One person on campus who might struggle the most with the memories is Cindy Ditzler, the school's archive director. She is responsible for gathering and preserving all things NIU, which includes those related to the February 14 shooting. She maintains the "2-14 room," a room in the basement of the library that holds artifacts from the aftermath of the shooting, which range from synthetic flowers and stuffed animals to support banners and memorial panels that once stood in the commons. A digital version of the comments that have been written on the panels can be viewed at www.niu.edu/memorial.
"We keep these things so people realize history isn't always pleasant, and we need to learn from the history," says Ditzler.
NIU has also set up a memorial inside the Holmes Student Center where people can come to reflect and see various gifts, such as a quilt donated by Virginia Tech. The items—which include condolence letters from dignitaries and schoolchildren—were put on display so that people could remember the acts that have brought those on campus closer together, says Scott Peska, director of the office of support and advocacy.

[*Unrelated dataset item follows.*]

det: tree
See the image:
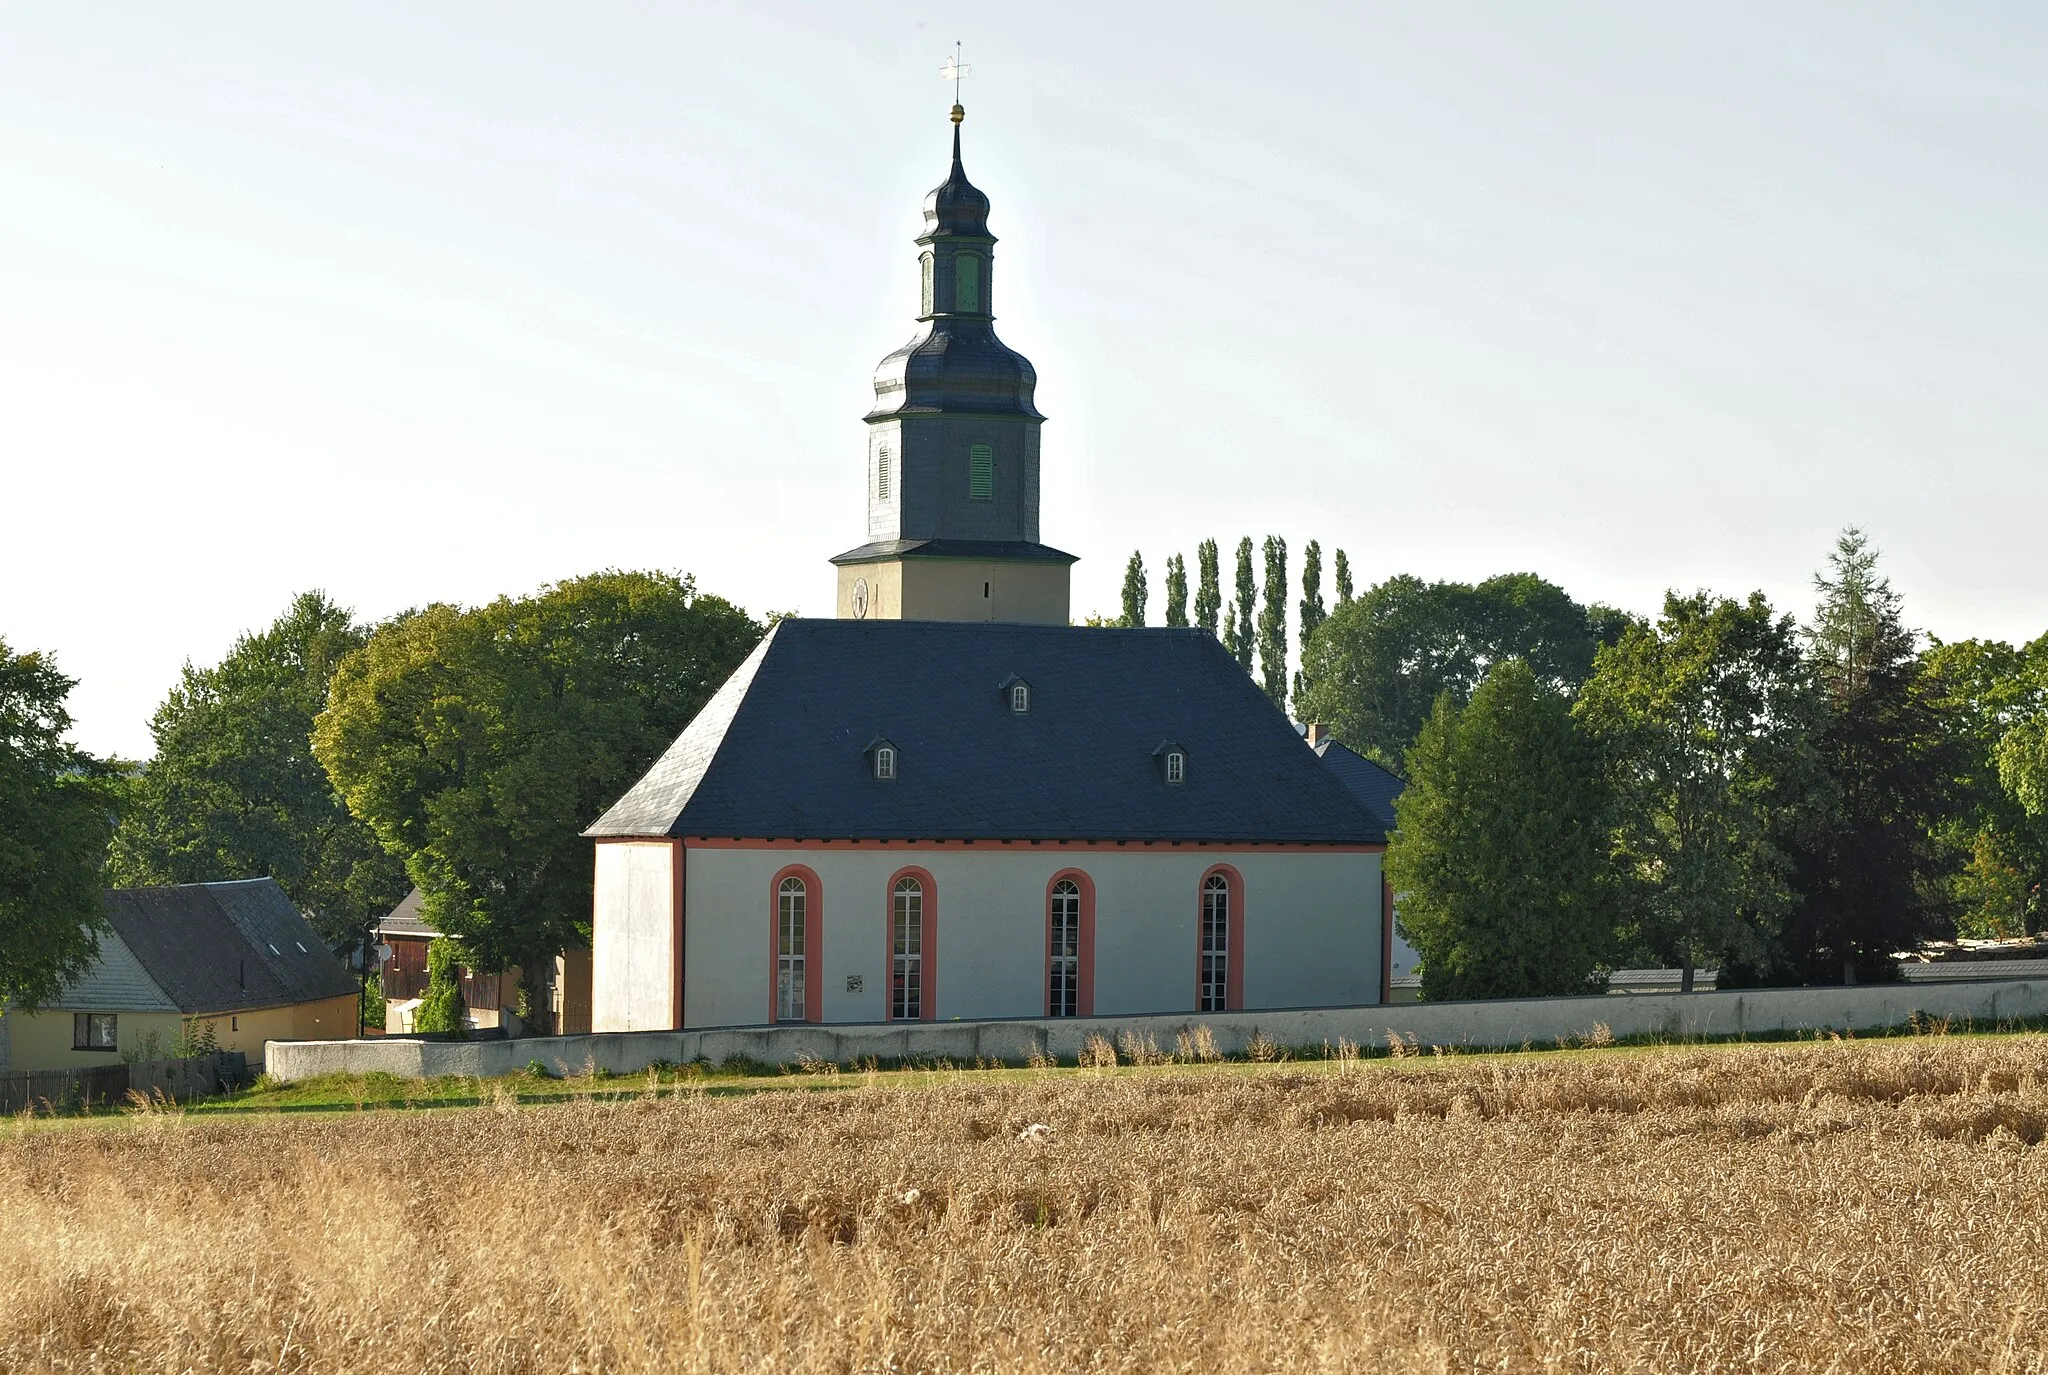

On Sunday, five students will also be recognized as recipients of the Forward, Together Forward Scholarship, which was established last year with money from more than 1,600 donors to honor the five students who were killed. The $4,000 scholarships are awarded annually to continuing undergraduate students.
The shooting also holds special significance for school security experts; many commend the way the university handled the event from a communication standpoint. Within 20 minutes of the shooting, school officials were posting updates to the university website. "Their response is a model for what we'd hope both colleges and K–12 schools would institute in their emergency planning," says Ken Trump, president of National School Safety and Security Services.
A live webcast of Sunday's proceedings will be streamed online.